Has Anyone Ever Read this story? I found it the other day while doing a search! I am not really sure of the Date it was published but I think it was published in March 1998 according to the URL.
Makes you wonder about those scratch tickets hey? Like how some people said when they won on a scratch ticket the clerk would say it was already cashed in! Hmmmmmmm!
Killer said lottery cheated
Beck angry at demotion at work, too
http://www.recordonline.com/1998/03/03-08-98/lottki.htm
NEWINGTON, Conn. (AP) -- The accountant who gunned down four people at state lottery headquarters before killing himself had complained to newspapers months beforehand that lottery players were being cheated.
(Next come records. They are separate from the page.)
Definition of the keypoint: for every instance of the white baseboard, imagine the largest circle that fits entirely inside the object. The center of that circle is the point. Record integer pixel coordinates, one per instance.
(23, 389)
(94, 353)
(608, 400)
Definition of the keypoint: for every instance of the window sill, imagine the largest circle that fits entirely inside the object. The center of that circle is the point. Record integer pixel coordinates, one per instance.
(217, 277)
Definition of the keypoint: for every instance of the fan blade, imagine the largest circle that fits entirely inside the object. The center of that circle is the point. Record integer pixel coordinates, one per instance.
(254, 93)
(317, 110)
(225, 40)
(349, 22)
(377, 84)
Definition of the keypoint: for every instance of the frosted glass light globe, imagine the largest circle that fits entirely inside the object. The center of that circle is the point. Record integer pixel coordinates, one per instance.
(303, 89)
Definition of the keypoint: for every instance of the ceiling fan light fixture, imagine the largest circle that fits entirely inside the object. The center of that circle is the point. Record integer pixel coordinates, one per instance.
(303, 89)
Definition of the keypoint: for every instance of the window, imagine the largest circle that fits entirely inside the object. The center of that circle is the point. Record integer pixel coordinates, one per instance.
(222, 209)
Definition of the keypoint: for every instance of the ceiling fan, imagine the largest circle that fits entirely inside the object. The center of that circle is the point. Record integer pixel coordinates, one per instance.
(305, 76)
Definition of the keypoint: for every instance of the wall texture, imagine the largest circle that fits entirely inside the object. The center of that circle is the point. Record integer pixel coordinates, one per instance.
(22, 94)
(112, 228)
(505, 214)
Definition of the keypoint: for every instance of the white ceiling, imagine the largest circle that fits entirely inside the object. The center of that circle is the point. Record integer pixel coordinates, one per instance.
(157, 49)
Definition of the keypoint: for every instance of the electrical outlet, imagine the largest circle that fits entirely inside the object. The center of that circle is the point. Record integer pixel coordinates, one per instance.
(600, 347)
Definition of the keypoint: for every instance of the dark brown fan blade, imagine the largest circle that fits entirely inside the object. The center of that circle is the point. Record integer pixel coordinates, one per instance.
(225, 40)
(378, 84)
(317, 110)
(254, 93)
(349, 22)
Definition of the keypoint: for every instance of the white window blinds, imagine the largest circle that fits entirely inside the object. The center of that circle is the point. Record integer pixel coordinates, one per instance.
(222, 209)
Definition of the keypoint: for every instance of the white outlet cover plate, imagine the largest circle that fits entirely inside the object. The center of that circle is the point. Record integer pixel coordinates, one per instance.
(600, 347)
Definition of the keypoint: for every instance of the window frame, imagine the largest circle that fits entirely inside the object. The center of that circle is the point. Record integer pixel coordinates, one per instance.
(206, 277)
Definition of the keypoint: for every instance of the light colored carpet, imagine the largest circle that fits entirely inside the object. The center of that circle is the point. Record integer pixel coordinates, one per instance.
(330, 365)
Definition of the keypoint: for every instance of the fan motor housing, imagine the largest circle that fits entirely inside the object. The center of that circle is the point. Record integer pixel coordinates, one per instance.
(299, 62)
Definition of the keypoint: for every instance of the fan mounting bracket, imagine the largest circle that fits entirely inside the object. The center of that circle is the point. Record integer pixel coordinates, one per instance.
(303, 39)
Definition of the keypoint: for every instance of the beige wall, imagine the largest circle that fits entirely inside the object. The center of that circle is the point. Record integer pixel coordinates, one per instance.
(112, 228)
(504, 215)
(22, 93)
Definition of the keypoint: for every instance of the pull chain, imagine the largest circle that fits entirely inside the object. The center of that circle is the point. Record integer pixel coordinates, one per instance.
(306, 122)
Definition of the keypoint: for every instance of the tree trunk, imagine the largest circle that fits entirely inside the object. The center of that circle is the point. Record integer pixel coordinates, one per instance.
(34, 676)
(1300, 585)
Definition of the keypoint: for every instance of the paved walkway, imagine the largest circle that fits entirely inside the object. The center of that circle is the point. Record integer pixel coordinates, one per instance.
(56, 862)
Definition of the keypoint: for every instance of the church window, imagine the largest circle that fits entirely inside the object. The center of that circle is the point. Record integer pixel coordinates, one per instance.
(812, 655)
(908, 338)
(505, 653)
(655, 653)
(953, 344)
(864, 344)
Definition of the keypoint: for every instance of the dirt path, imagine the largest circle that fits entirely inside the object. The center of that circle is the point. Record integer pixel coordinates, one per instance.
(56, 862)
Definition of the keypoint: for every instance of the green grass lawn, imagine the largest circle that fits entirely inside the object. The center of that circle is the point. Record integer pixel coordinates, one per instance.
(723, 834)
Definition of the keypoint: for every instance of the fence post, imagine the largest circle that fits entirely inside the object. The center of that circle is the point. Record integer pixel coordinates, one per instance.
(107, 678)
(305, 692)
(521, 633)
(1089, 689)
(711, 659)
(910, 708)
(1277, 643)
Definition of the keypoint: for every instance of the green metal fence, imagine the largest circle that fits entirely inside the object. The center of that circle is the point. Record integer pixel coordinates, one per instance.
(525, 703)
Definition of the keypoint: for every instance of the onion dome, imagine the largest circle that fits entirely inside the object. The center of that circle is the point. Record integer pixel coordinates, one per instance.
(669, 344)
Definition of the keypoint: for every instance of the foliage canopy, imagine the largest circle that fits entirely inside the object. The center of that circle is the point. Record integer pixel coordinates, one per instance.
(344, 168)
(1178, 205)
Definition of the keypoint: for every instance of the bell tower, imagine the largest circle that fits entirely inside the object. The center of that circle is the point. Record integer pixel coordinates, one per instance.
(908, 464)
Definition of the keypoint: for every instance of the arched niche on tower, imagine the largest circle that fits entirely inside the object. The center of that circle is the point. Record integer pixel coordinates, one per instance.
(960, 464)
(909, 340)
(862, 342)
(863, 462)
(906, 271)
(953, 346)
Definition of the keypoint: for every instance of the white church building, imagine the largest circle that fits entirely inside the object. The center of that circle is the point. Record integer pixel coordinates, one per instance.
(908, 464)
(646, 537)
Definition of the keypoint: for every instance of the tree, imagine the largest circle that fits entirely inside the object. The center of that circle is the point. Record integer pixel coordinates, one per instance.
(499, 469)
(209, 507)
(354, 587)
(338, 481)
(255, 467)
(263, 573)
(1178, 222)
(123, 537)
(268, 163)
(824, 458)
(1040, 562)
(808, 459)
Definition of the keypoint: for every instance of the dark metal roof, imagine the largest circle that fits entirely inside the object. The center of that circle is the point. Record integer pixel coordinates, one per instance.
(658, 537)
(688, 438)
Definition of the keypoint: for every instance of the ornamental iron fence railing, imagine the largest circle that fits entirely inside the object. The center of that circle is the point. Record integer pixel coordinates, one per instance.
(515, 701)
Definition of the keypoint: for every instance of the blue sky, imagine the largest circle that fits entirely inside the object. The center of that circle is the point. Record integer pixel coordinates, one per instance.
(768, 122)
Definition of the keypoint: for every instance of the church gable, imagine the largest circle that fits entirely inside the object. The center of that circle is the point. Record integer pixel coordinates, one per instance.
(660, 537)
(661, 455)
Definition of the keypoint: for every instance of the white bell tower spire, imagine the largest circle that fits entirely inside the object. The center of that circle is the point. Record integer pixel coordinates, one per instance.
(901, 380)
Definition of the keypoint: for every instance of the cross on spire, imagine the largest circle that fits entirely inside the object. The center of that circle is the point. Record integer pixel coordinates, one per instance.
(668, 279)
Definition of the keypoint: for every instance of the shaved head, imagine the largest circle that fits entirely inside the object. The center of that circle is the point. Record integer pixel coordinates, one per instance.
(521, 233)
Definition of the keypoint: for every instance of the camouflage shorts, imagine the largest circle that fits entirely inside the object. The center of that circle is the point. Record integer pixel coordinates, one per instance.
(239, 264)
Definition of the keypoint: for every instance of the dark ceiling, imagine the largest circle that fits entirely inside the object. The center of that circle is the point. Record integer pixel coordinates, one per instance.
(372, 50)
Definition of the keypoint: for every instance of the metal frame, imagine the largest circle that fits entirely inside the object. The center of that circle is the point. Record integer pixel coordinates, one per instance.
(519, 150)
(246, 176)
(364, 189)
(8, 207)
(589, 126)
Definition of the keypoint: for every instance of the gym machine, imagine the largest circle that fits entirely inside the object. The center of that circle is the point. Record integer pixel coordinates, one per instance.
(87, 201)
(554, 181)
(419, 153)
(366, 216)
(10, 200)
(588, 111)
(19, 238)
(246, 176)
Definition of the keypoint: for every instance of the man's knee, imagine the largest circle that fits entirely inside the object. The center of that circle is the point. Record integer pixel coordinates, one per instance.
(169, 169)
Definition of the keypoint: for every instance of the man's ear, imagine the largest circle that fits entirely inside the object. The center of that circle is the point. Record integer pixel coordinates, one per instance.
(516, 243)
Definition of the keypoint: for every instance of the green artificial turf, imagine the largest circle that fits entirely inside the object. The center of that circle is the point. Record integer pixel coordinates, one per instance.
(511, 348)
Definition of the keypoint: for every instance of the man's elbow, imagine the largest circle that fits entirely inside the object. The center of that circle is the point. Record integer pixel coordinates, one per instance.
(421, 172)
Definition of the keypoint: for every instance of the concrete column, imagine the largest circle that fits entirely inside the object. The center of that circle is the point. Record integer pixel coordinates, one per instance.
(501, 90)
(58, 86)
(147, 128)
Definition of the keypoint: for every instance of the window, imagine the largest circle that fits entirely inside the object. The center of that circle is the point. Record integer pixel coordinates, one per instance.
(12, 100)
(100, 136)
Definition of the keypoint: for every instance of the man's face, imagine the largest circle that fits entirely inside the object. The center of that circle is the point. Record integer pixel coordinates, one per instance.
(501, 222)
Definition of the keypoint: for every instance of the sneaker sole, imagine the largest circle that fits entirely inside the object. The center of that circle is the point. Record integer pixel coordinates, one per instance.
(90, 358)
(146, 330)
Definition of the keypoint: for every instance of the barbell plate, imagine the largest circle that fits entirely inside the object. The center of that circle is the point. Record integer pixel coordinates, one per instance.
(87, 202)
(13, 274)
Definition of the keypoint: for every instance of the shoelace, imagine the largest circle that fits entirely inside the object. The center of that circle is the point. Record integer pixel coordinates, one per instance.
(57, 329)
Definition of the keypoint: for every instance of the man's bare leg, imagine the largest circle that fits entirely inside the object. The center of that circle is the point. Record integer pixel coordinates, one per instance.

Matthew Beck, who worked for the lottery more than eight years, approached at least two newspaper reporters to interest them in recent changes at the lottery.
He claimed the Connecticut Lottery Corp. exaggerated potential winnings to spur ticket sales, and that store clerks were taking winning scratch tickets for themselves by cracking the computer system.
His discussions with The Day of New London and The Hartford Courant included his complaints of unfair treatment at work.
The Courant described him as frothing at the mouth and said his eyes were "wild," while The Day described him as "scruffy" in appearance.
Beck, 35, shot to death four of his bosses Friday, including one who was chased into a parking lot and shot as he reportedly begged for his life. As police approached, Beck put the pistol to his temple and fired.
Beck was described by friends and co-workers as a quiet, diligent worker who became mired in depression because of job problems.
He went years without a promotion, then filed a grievance in August one year after he was shifted from accounting to data processing work.
After taking a stress-related leave in October and undergoing treatment, he returned to work Feb. 25 when an arbitrator ruled he had taken on responsibilities outside his job description. Beck was waiting to see if he would be given back pay for the additional work. Prior to returning to work, Beck told reporters about alleged lottery scams.
"They need to increase revenues by $30 million and they're under a lot of pressure," Beck told The Day in January to explain why jackpots were being exaggerated.
In November, lottery officials admitted projected Lotto jackpots had been inflated for years by rounding sales projections to the nearest half-million-dollar figure. For example, if projections showed the prize would be $9.1 million, the figure would be rounded up to $9.5 million in advertising.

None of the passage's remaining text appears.